Read IN BED: The Opposite of Loneliness

Words & Images by Hannah-Rose Yee

“We don’t have a word for the opposite of loneliness, but if we did I could say that’s what I want in life.” – Marina Keegan, The Opposite of Loneliness

I remember when I first heard about Marina Keegan. We were the same age – the same age! – when the writer and Yale graduate was killed in a car crash just five days after graduation. She was about to start working at The New Yorker, she had just published an essay called ‘The Opposite of Loneliness’ that my mum had sent me to read because she knew I was worried about what I was going to do after uni. “We’re so young. We’re so young. We’re twenty-two years old. We have so much time,” she wrote. And then she was gone.

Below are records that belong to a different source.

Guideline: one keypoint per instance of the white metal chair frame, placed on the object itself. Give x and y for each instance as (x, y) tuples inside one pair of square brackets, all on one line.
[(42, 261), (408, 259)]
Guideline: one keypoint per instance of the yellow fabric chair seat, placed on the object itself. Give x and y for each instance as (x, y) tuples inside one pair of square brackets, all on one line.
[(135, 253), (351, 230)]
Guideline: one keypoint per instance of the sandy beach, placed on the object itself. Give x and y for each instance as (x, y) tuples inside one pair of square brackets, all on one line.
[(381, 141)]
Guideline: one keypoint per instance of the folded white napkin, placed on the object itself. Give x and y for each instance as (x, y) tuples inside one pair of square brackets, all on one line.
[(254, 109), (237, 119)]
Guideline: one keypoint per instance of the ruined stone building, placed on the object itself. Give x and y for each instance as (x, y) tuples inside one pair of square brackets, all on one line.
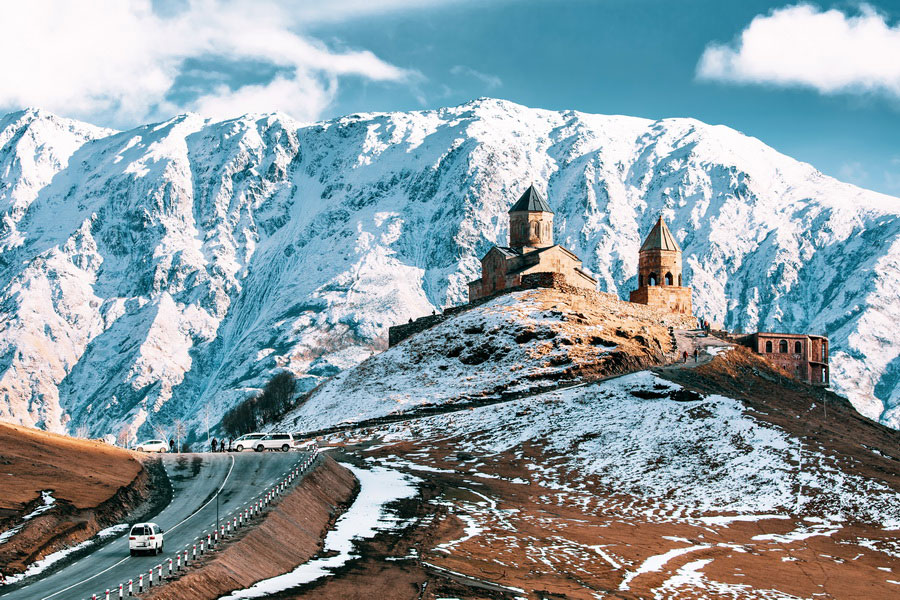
[(531, 250), (803, 356), (660, 283)]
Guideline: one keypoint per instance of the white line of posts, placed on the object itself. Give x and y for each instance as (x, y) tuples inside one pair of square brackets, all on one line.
[(242, 517)]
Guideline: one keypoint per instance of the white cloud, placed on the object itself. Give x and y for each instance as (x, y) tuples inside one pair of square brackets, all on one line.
[(117, 61), (490, 81), (802, 45)]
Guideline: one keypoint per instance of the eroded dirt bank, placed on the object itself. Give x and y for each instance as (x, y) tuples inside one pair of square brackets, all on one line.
[(505, 503), (286, 537), (58, 491)]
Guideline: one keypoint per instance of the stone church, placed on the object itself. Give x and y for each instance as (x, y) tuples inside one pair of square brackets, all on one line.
[(531, 250), (659, 273)]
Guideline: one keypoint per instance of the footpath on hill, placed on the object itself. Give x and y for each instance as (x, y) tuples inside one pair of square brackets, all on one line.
[(706, 346)]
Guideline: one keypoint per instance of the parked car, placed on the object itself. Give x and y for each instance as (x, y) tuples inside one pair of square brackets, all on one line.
[(152, 446), (247, 441), (278, 441), (145, 537)]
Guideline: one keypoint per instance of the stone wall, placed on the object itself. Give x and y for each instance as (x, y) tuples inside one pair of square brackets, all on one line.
[(663, 297), (531, 281)]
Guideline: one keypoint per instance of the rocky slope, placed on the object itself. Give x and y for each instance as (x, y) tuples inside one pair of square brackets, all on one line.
[(517, 344), (167, 271), (718, 479)]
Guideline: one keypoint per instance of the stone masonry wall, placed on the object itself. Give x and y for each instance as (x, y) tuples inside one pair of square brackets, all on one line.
[(531, 281)]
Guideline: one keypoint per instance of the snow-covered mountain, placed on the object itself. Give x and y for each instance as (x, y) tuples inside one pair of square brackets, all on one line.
[(168, 271)]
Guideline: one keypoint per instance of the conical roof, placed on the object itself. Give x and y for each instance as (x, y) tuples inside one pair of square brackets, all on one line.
[(660, 238), (531, 201)]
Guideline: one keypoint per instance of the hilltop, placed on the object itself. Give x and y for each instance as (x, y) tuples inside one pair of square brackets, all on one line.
[(584, 461), (517, 344), (59, 491)]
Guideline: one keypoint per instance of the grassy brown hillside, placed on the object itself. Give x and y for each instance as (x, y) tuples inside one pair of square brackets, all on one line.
[(514, 345), (718, 479), (56, 491)]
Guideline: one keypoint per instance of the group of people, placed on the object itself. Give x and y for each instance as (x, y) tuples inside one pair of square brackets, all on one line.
[(684, 355), (218, 446)]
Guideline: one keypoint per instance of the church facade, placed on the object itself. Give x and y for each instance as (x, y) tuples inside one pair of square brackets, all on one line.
[(660, 282), (531, 250)]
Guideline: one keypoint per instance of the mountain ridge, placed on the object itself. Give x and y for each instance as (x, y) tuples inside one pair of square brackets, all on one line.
[(177, 265)]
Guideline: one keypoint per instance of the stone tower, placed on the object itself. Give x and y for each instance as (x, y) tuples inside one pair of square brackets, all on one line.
[(530, 221), (659, 272)]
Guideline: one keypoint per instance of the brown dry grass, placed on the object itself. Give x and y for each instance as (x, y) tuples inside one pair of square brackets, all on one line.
[(287, 536), (83, 473)]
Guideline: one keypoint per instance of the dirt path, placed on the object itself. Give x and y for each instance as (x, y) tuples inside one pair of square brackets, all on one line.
[(690, 340)]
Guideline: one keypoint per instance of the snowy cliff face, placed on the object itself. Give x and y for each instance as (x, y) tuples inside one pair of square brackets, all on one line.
[(167, 271)]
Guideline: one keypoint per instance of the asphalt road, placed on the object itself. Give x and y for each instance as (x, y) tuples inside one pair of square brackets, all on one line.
[(196, 479)]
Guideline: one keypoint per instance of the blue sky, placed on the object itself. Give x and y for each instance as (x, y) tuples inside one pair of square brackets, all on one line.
[(820, 82)]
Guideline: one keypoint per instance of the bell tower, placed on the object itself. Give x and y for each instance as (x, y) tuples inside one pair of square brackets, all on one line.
[(530, 222), (659, 272)]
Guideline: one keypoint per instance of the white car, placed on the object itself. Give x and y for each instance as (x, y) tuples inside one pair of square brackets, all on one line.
[(152, 446), (278, 441), (247, 441), (145, 537)]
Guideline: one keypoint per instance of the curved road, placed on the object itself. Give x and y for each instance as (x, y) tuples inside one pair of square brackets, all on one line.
[(196, 479)]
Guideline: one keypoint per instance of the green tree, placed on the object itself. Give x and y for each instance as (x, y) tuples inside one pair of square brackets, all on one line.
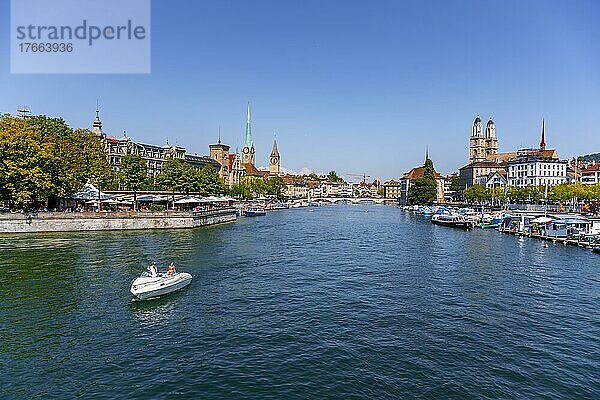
[(476, 193), (172, 177), (333, 177), (209, 182), (454, 182), (133, 174), (499, 194), (24, 157), (241, 191), (275, 186), (424, 190)]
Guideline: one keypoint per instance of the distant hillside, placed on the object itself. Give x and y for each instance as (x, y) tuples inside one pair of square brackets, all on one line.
[(589, 157)]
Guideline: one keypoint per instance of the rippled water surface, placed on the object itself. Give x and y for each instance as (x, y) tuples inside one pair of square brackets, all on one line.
[(335, 303)]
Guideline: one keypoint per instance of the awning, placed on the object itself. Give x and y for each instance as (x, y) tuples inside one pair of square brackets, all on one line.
[(188, 200), (542, 220), (572, 221), (151, 197), (90, 192)]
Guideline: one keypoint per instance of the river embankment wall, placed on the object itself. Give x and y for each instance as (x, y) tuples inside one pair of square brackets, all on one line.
[(108, 221)]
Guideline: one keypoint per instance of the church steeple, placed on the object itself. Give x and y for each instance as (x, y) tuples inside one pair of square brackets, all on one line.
[(275, 160), (275, 151), (543, 141), (97, 125), (248, 129), (248, 149)]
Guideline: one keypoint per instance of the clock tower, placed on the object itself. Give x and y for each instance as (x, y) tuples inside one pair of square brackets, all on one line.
[(248, 149), (275, 160)]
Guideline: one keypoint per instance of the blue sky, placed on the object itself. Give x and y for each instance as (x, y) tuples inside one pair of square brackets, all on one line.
[(354, 86)]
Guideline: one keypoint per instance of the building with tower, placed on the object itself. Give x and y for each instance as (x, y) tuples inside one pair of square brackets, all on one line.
[(275, 161), (248, 149), (220, 153), (483, 146), (537, 167), (154, 156)]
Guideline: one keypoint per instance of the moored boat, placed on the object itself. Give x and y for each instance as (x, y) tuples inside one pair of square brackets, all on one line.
[(254, 211), (452, 220), (148, 287)]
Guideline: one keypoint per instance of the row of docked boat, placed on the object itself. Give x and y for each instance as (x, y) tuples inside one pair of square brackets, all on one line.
[(464, 218)]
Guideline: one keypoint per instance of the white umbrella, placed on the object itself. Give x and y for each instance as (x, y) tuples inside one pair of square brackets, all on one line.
[(542, 220)]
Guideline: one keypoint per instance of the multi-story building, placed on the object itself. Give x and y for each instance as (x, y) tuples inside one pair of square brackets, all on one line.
[(275, 161), (591, 175), (538, 167), (416, 173), (483, 146), (534, 169), (493, 180), (391, 189), (470, 173), (155, 156)]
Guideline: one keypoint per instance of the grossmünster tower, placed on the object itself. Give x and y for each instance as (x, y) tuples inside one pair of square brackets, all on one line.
[(483, 146)]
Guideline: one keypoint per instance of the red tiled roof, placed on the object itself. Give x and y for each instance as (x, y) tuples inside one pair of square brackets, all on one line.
[(418, 172), (593, 168), (231, 160)]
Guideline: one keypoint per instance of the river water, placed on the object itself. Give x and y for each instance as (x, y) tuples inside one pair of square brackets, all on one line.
[(331, 303)]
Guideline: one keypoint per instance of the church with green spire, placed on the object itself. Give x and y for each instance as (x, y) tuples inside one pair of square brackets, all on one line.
[(248, 149)]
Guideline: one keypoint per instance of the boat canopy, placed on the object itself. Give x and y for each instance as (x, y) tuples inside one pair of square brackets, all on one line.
[(542, 220), (90, 192), (572, 221)]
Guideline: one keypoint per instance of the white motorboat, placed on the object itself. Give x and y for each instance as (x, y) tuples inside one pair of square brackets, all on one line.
[(147, 287)]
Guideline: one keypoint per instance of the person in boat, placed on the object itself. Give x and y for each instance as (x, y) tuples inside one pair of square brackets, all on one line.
[(171, 270), (153, 270)]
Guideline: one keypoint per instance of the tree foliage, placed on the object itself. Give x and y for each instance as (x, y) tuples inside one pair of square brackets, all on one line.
[(477, 193), (455, 182), (424, 190), (333, 177), (42, 159)]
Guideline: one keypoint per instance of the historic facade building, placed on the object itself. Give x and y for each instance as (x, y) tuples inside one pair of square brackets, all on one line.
[(248, 149), (155, 156), (483, 146), (416, 173), (233, 167), (275, 161), (538, 167), (484, 158)]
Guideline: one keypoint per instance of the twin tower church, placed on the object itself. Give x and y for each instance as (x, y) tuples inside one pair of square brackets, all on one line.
[(234, 167)]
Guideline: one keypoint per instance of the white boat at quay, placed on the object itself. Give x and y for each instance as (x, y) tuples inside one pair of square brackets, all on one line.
[(147, 287)]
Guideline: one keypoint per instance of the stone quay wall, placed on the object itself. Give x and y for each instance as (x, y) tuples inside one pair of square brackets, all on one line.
[(107, 221)]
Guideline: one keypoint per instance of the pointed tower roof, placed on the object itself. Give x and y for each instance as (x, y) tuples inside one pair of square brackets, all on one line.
[(543, 141), (274, 152), (97, 125), (248, 142)]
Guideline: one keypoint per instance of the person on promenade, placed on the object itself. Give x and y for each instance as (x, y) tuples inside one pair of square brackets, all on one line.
[(171, 270), (153, 270)]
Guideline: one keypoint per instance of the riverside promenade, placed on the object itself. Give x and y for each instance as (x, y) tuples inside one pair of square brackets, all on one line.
[(107, 221)]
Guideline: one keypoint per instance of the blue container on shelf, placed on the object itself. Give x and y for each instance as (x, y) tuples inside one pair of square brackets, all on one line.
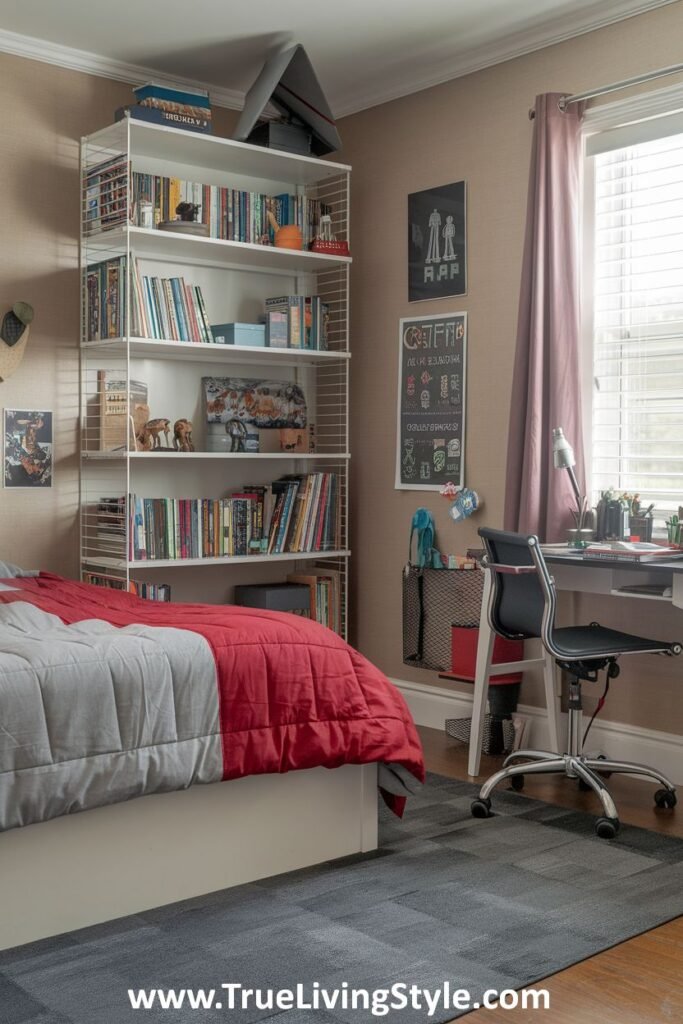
[(251, 335)]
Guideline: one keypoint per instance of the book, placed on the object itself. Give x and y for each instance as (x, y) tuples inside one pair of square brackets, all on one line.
[(631, 551), (171, 119), (122, 410), (296, 513), (166, 308), (231, 214)]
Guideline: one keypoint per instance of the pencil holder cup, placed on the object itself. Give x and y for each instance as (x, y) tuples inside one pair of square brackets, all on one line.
[(641, 526)]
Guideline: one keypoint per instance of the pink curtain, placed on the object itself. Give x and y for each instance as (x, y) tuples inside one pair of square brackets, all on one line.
[(546, 386)]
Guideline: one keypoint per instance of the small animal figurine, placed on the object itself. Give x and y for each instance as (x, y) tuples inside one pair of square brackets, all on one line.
[(143, 440), (182, 435), (156, 428), (187, 211)]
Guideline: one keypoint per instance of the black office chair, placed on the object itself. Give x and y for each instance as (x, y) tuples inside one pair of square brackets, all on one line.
[(522, 605)]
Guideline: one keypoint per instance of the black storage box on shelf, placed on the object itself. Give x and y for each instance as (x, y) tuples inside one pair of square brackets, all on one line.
[(274, 596), (283, 135)]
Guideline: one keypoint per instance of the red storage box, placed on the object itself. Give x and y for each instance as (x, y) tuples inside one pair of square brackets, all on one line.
[(464, 654)]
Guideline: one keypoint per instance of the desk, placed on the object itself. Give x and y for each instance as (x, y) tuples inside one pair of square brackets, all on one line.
[(571, 571)]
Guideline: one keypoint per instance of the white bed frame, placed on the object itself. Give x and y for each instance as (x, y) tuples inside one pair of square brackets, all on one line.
[(112, 861)]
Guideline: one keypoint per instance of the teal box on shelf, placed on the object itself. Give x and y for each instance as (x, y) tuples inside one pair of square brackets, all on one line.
[(251, 335)]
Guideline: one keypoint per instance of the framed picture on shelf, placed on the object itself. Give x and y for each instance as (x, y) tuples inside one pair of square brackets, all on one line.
[(437, 243), (28, 448), (280, 404), (432, 374)]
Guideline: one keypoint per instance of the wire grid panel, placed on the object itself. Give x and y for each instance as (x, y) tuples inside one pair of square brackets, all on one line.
[(329, 428), (103, 516)]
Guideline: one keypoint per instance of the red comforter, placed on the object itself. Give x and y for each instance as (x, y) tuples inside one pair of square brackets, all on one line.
[(292, 694)]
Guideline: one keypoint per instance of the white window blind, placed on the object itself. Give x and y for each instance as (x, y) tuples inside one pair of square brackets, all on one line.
[(637, 428)]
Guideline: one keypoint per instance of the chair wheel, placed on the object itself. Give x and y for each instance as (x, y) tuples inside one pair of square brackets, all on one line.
[(606, 827), (481, 808)]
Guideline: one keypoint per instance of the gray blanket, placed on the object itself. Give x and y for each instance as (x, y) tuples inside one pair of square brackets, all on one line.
[(91, 714)]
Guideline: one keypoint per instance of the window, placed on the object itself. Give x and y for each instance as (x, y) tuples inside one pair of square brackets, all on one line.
[(637, 416)]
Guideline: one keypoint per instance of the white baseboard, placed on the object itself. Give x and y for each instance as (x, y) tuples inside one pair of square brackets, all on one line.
[(430, 706)]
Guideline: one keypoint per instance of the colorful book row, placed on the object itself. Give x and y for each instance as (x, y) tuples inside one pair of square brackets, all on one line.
[(150, 591), (294, 514), (325, 595), (161, 307), (168, 308), (297, 322), (232, 214), (105, 195)]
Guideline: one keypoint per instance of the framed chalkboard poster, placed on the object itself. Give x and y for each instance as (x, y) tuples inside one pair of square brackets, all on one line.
[(432, 374), (437, 243)]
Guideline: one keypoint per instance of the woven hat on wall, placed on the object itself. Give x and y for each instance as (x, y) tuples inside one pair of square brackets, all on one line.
[(14, 335)]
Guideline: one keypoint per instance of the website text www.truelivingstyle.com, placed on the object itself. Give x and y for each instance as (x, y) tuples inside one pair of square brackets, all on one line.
[(313, 996)]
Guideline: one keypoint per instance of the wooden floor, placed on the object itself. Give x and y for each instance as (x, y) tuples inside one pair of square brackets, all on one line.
[(637, 982)]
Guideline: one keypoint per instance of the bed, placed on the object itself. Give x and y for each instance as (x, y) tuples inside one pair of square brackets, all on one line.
[(105, 697)]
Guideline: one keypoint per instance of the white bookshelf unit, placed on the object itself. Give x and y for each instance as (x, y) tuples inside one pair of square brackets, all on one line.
[(236, 279)]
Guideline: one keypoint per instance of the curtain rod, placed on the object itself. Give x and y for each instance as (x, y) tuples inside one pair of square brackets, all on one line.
[(615, 86)]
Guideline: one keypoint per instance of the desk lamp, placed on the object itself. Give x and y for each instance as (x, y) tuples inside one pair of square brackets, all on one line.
[(563, 458)]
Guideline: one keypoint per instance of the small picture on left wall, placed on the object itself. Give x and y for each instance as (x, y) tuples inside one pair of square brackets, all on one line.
[(28, 448)]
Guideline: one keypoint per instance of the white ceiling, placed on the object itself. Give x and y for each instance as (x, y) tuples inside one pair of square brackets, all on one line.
[(365, 51)]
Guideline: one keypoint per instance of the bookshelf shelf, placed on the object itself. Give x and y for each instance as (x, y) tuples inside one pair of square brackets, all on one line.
[(210, 152), (136, 280), (201, 456), (188, 249), (164, 349), (165, 563)]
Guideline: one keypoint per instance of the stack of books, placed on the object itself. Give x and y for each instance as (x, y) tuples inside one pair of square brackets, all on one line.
[(305, 515), (325, 591), (161, 307), (150, 591), (297, 322), (231, 214), (105, 286), (168, 308), (631, 551), (175, 108), (294, 514), (105, 195)]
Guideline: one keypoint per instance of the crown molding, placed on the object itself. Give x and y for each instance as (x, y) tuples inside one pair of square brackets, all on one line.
[(513, 46), (516, 45), (94, 64)]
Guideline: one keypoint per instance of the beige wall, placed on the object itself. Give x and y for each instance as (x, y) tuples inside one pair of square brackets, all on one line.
[(474, 128), (46, 110)]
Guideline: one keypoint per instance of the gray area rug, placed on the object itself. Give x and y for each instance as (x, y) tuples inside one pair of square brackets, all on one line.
[(484, 904)]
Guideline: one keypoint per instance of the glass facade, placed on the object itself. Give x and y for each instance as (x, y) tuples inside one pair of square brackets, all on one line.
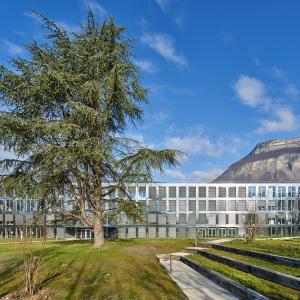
[(176, 210)]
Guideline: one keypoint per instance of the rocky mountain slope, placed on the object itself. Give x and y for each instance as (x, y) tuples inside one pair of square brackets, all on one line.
[(270, 161)]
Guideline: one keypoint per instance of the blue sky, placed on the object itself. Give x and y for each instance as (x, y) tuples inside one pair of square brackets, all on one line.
[(224, 75)]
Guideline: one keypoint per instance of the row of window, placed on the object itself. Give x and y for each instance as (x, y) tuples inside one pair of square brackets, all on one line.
[(213, 192), (174, 205)]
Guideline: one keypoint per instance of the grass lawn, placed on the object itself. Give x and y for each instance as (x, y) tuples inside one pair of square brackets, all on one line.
[(295, 271), (289, 248), (124, 269), (267, 288)]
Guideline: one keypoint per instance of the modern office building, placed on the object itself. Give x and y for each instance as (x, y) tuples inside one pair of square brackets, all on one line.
[(175, 210)]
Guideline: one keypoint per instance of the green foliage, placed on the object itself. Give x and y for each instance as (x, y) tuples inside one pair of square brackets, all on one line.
[(66, 108)]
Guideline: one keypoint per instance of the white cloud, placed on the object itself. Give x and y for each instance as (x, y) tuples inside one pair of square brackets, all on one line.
[(252, 92), (146, 66), (197, 143), (292, 91), (163, 45), (283, 120), (97, 8), (67, 26), (32, 15), (5, 154), (194, 176), (163, 4), (175, 174), (12, 48), (160, 117)]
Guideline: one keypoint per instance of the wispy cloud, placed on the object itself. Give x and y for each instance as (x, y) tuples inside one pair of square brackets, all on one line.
[(194, 176), (12, 48), (96, 7), (174, 9), (164, 45), (163, 4), (292, 91), (146, 66), (252, 92), (68, 27), (32, 15), (196, 142)]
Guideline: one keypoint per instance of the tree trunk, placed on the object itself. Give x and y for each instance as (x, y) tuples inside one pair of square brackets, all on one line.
[(98, 232)]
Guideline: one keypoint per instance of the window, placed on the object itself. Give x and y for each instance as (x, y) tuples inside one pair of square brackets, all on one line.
[(222, 192), (162, 192), (252, 191), (212, 205), (20, 205), (202, 205), (192, 192), (9, 205), (281, 204), (272, 192), (172, 192), (131, 191), (152, 192), (142, 191), (212, 192), (291, 204), (291, 191), (202, 192), (281, 191), (182, 192), (232, 192), (262, 191), (242, 192)]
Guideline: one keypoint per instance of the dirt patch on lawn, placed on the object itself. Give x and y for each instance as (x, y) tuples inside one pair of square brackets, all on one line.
[(43, 294), (140, 250)]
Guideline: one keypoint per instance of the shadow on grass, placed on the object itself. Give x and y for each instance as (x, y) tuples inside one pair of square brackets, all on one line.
[(78, 278)]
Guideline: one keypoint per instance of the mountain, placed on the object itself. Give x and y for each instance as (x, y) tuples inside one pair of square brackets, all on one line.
[(270, 161)]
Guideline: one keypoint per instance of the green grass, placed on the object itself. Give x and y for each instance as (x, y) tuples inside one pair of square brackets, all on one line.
[(267, 288), (289, 247), (124, 269), (294, 271)]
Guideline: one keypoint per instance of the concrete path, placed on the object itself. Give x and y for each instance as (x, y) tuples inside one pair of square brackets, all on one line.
[(194, 285), (220, 241)]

Out of this tragedy has come a stunning collection of Marina’s accomplished, clear-eyed, just so true writing. It hurts me to read it because we have the same dreams, the same hopes, the same stars in our eyes. We do the same things in our writing – we use too many conjunctions and repeat too many things. Her sentences go on forever. So do mine. We were the same age (!). It gave me chills to read this book and yet I read it in one sitting, cover to cover, because I had to. Because she understood. And she understood so well. She was only twenty-two, but she got it. Some people look to Lena Dunham as a voice of a generation, I look to Marina Keegan.